Neither file_get_contents nor DOMDocument would parse and execute javascript for you. That’s why you harvest an empty resultset for

//*[@id="example"]/tbody/tr/td[1]

it is simply not existing in the resulting document.

answered Feb 14, 2015 at 19:02

Aleksei Matiushkin

121k12 gold badges109 silver badges173 bronze badges

Sign up to request clarification or add additional context in comments.

2 Comments

Kamran Ullah Over a year ago

mudasobwa, how can i get Product Name data? Is there any alternative ?

Aleksei Matiushkin Over a year ago

@KamranUllah NodeJS and run coming javascript manually (but there might be other glitches as well.)

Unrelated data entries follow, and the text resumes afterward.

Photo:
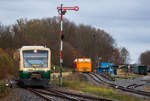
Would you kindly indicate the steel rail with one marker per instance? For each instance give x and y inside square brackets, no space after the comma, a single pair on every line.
[41,95]
[124,88]
[79,95]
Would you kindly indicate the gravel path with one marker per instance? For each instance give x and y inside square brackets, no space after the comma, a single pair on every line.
[19,94]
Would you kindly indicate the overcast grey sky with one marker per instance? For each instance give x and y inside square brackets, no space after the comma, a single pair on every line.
[128,21]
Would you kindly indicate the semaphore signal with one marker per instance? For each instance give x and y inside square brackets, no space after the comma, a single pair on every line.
[62,10]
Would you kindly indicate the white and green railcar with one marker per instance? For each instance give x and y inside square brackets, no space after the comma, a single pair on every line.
[34,65]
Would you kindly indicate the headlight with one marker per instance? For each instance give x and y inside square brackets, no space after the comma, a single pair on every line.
[25,69]
[45,69]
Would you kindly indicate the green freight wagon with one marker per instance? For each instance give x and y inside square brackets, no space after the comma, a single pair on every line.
[142,70]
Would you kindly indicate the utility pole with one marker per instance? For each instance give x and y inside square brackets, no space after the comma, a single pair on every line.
[62,10]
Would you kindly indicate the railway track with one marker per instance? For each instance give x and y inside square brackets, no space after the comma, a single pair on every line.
[127,89]
[51,94]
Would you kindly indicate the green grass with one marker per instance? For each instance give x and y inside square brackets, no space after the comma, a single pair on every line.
[3,89]
[102,91]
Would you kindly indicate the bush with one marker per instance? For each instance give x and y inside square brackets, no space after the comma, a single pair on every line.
[6,64]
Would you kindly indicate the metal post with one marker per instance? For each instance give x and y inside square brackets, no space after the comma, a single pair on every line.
[62,12]
[61,48]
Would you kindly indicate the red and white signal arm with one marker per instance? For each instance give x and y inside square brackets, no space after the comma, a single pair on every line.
[76,8]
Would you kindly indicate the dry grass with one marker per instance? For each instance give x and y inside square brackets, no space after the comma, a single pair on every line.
[79,83]
[147,88]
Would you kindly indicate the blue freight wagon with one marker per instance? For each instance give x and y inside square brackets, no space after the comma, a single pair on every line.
[142,70]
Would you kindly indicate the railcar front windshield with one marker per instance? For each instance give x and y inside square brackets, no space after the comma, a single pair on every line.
[35,58]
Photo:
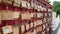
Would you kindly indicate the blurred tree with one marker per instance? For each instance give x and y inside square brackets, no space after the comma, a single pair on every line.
[48,1]
[56,8]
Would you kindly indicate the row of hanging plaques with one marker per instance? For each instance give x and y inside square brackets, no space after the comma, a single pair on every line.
[25,4]
[24,28]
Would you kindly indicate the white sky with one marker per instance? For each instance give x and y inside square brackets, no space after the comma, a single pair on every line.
[53,0]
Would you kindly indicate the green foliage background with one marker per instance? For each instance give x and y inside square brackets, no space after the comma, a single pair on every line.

halfer · Accepted Answer · 2015-02-14 19:48:05Z

1

This site is dependent on JavaScript. If you open your Network developer tools (in Firefox and probably most other browsers) when the page loads, you'll see it generates four AJAX POST requests to the server. It is likely that each of these are dependent on the other, so it may not be trivial to scrape these.

Normally I recommend scraping AJAX GET requests, since there is (and should be) only one per data source, but this site is fetching content in a way that is wasteful of HTTP resources and in a way that is hard to scrape. Indeed, that may be the reason why the developers did it this way - they don't want other people to republish their information.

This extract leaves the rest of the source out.